Aisle: Twenty Years Later
2019-04-09 · by Anya Johanna DeNiro
Blog / Columns
Aisle by Sam Barlow is one of the foundations of post-Infocom interactive fiction. This isn’t just from the impact on other one-move games, such as Pick Up the Phone Booth and Aisle (played for laughs), or Rematch (played for puzzles), or even more recent games like Midnight. Swordfight. that take the one-move conceit and expand upon the time frame elliptically. These games are all definitely using Aisle as a call back, and the one-move game that disrupts expectations can an important tool in the IF writer’s toolbox.
(And if you haven’t played Aisle before, do yourself a favor and give yourself twenty minutes or so to dig into it.)
No player, even in the most open sandbox world, can do everything they want. But here, in this shopping aisle—for one moment at least—there is freedom.
Aisle’s emotional core comes from the exhaustion of all possibilities. This is a root gameplay experience of parser games from the beginning—in a puzzle-based game, if you’re stuck, the hints recommend that, perhaps, you haven’t tried the right command. When this becomes an unpleasant, frustrating experience it becomes a “guess the verb” problem.

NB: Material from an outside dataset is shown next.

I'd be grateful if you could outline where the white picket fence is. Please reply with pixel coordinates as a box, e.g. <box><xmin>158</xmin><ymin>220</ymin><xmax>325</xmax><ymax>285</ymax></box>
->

But all parser games, to an extent, are guess the verb games, unless (in a version of minimalism on another axis), most of the commands themselves are stripped away. But in Aisle, this becomes a rich set of possibilities. Because it is one glimmering moment in time, one that can also stretch back into the past through memory recall, it invites the player to try everything. And it duly rewards the player with rich bits of story with seemingly throwaway commands (“jump” is particularly harrowing). By making Aisle so dense with story in its “default” responses, more elegantly than most games that have become before or after, it hints at the freedom of a gaming environment that is, by definition, about constraint. No player, even in the most open sandbox world, can do everything they want. But here, in this shopping aisle—for one moment at least—there is freedom.

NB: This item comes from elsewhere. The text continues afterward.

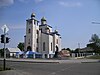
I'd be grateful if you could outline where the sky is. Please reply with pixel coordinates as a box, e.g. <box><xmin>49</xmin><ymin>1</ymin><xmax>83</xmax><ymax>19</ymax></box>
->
<box><xmin>0</xmin><ymin>0</ymin><xmax>100</xmax><ymax>49</ymax></box>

Aside from the one-move conceit, I think Aisle also points towards a greater shift in design philosophy, in a much more expansive view of what interactive fiction could be. Almost in spite of itself, it is like an alternate-reality version of a mobile game before the entire architecture of mobile gaming was even invented. (Of course, interactive fiction was available on handheld platforms like the Palm Pad and the Apple Newton long before the iPhone.) While still a parser game, and the tactile sensation of typing in the various commands lends a lot to the context of each move (compared to clicking or touching a series of choices), the experience of time in the game feels similar to a game that you might play for a few minutes while waiting for the train—one in which you can get a complete experience.
The fact that this experience is deeply touching and emotionally reaving once the entire mosaic of Aisle’s protagonist comes into view is more an indictment of what mobile gaming has failed to become (with notable exceptions), rather than making Aisle seem dated or out of touch.